Tina Donnelly, director of the Royal College of Nursing (RCN) Wales, said she has had limited contact with Mrs Griffiths, meeting her only once in the last 12 months.
Mrs Donnelly told The Wales Report on BBC Wales she was concerned about a perceived lack of focus about hospital reorganisation.
Mrs Griffiths refuted the claims and said she regularly met stakeholders.
Public consultations are taking place across Wales to consider proposals which will see many hospitals downgraded or lose services with new centres of excellence created.
The minister's role in what is being called the biggest ever shake up to the NHS in Wales, was the focus of an interview with Huw Edwards on The Wales Report on BBC Wales TV on Sunday night.
Mrs Donnelly said: "I'm concerned the health boards have been set up to fail.
"I have met with the health minister once. I think it's getting increasingly difficult to have regular conversations with the health minister."
When asked why, Mrs Donnelly replied: "I've no idea why."
Mrs Griffiths refuted the claims, explaining she regularly met with stakeholders.
"I have several meeting every week with stakeholders. More importantly I'm out in health care settings every week, talking to the staff on the front line," she said.
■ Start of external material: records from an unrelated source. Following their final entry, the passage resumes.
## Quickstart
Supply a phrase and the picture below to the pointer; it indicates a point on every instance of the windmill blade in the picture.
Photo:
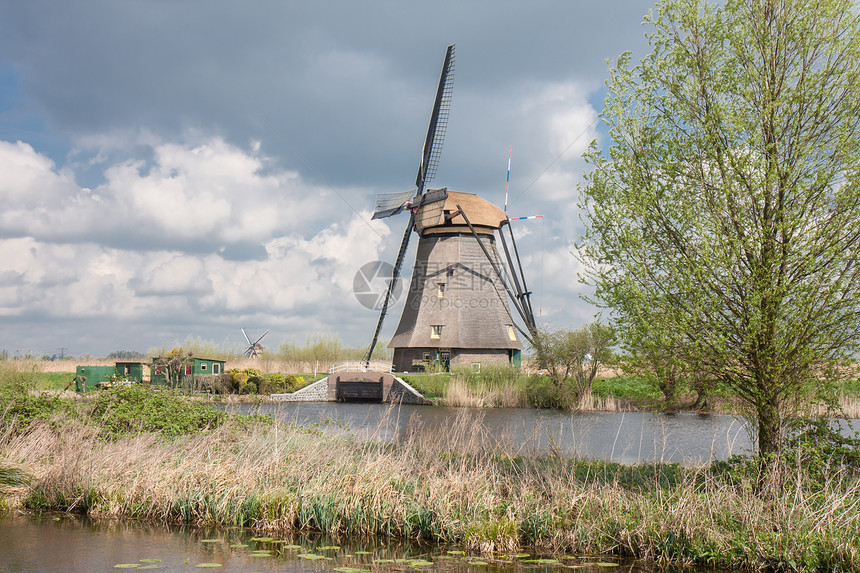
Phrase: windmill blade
(426, 170)
(388, 204)
(438, 123)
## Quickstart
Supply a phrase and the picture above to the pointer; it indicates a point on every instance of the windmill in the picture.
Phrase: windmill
(254, 348)
(457, 308)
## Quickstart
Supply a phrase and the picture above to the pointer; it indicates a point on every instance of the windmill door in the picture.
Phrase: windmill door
(445, 359)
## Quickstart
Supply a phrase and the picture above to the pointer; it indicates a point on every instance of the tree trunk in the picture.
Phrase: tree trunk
(769, 425)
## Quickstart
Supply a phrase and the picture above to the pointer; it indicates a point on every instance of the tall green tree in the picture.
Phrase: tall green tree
(724, 216)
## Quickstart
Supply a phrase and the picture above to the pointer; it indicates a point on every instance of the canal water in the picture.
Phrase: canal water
(628, 437)
(68, 544)
(63, 543)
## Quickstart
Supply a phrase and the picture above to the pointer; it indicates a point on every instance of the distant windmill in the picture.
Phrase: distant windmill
(254, 348)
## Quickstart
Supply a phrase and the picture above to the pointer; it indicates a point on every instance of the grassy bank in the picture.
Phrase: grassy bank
(160, 458)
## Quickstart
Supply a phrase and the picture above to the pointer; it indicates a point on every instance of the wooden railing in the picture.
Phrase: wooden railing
(360, 366)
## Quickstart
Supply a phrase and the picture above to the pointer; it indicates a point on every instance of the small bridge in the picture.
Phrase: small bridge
(354, 381)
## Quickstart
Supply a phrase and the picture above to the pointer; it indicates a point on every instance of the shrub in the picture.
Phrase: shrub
(542, 392)
(140, 408)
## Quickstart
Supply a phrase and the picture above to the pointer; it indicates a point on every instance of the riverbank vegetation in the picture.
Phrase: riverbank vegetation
(146, 454)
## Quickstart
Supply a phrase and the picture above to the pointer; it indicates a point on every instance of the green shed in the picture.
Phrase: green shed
(192, 367)
(89, 378)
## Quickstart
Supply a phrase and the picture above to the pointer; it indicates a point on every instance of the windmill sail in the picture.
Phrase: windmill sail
(426, 171)
(388, 204)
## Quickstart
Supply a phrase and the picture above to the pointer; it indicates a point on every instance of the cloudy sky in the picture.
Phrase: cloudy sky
(174, 169)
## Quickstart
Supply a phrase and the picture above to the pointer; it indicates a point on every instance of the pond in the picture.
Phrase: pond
(69, 544)
(628, 437)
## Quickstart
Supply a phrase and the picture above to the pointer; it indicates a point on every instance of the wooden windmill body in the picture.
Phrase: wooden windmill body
(457, 308)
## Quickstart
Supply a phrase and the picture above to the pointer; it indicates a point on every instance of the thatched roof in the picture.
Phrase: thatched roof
(481, 213)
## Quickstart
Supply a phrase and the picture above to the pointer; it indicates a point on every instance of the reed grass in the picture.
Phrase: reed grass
(462, 486)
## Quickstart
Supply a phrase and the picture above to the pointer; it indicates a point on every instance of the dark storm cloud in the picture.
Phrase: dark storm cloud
(119, 233)
(349, 85)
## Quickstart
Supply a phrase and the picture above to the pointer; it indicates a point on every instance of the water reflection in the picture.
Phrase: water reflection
(629, 437)
(31, 543)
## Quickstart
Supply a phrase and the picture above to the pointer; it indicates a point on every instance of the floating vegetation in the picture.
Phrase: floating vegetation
(310, 556)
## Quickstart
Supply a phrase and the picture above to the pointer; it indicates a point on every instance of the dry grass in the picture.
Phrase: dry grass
(460, 393)
(463, 486)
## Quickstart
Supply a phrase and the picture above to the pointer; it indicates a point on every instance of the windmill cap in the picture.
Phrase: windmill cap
(443, 217)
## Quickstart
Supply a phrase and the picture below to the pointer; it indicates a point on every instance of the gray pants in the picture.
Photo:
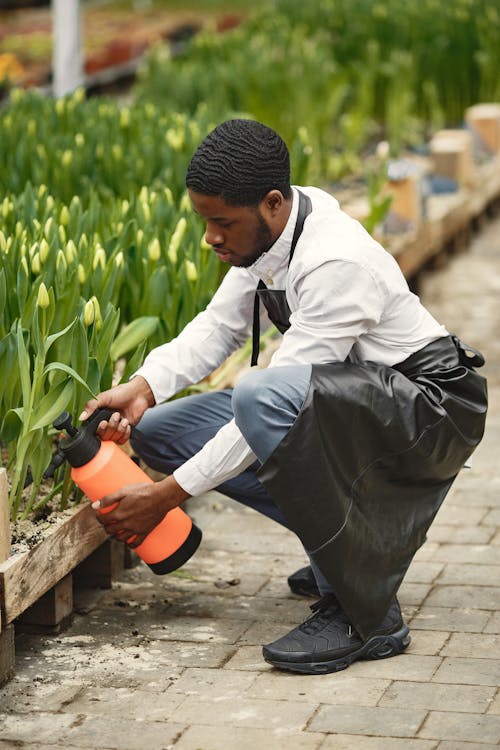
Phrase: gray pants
(265, 404)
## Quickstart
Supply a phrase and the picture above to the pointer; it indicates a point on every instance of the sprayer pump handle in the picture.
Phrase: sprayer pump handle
(63, 422)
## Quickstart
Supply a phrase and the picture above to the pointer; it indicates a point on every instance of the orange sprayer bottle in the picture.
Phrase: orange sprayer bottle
(101, 467)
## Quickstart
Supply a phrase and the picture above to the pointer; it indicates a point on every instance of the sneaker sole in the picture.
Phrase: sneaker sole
(376, 647)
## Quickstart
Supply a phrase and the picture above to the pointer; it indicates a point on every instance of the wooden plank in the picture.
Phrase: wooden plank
(7, 655)
(100, 568)
(4, 517)
(25, 577)
(52, 612)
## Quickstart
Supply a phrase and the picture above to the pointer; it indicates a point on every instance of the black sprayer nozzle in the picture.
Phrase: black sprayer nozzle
(63, 422)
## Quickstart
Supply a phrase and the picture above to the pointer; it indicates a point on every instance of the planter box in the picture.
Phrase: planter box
(27, 576)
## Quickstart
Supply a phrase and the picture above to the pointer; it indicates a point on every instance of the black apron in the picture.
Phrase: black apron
(370, 458)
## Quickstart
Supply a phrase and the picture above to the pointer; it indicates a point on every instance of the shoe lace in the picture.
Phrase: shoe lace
(324, 610)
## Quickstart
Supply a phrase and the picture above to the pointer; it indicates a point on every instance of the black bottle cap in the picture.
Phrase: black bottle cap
(82, 444)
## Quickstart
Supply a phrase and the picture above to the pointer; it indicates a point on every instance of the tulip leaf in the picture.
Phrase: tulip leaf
(52, 404)
(131, 336)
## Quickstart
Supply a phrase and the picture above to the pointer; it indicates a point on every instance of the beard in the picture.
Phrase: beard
(262, 241)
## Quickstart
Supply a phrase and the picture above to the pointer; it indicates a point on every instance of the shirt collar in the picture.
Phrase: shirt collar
(272, 261)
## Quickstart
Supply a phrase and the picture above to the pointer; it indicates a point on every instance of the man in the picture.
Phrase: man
(353, 434)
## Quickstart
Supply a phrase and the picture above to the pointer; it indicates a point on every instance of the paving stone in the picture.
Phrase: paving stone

Further concerns about the financial implications of the changes have also been raised by leading health economists.
Prof Malcolm Prowle, a former financial adviser to the World Health Organisation, warned that the proposals had not been properly costed.
"What we are talking about at the moment is very much a blueprint of a vision," he said.
"We don't know what the cost implications of these proposed changes are and we don't know if it's affordable."
In a briefing paper written exclusively for The Wales Report, Prof Prowle and Dr Chris Potter, Powys' former director of public health, claimed that Wales was faring worse than England in many areas.
They draw a number of damning conclusions including "poor productivity", managers "not being allowed to manage" and a "lack of political consensus".
Mrs Griffiths said that local health boards had received enough support.
"The health boards have huge sums of money to work with," she said.
"We increased the money last year, we gave them additional funding over three years so they could put their financial plans on a stable setting."
The consultation process for two of the Betsi Cadwalader and Hywel Dda health boards comes to a close on 28 and 29 October. The remaining boards will conclude in early 2013.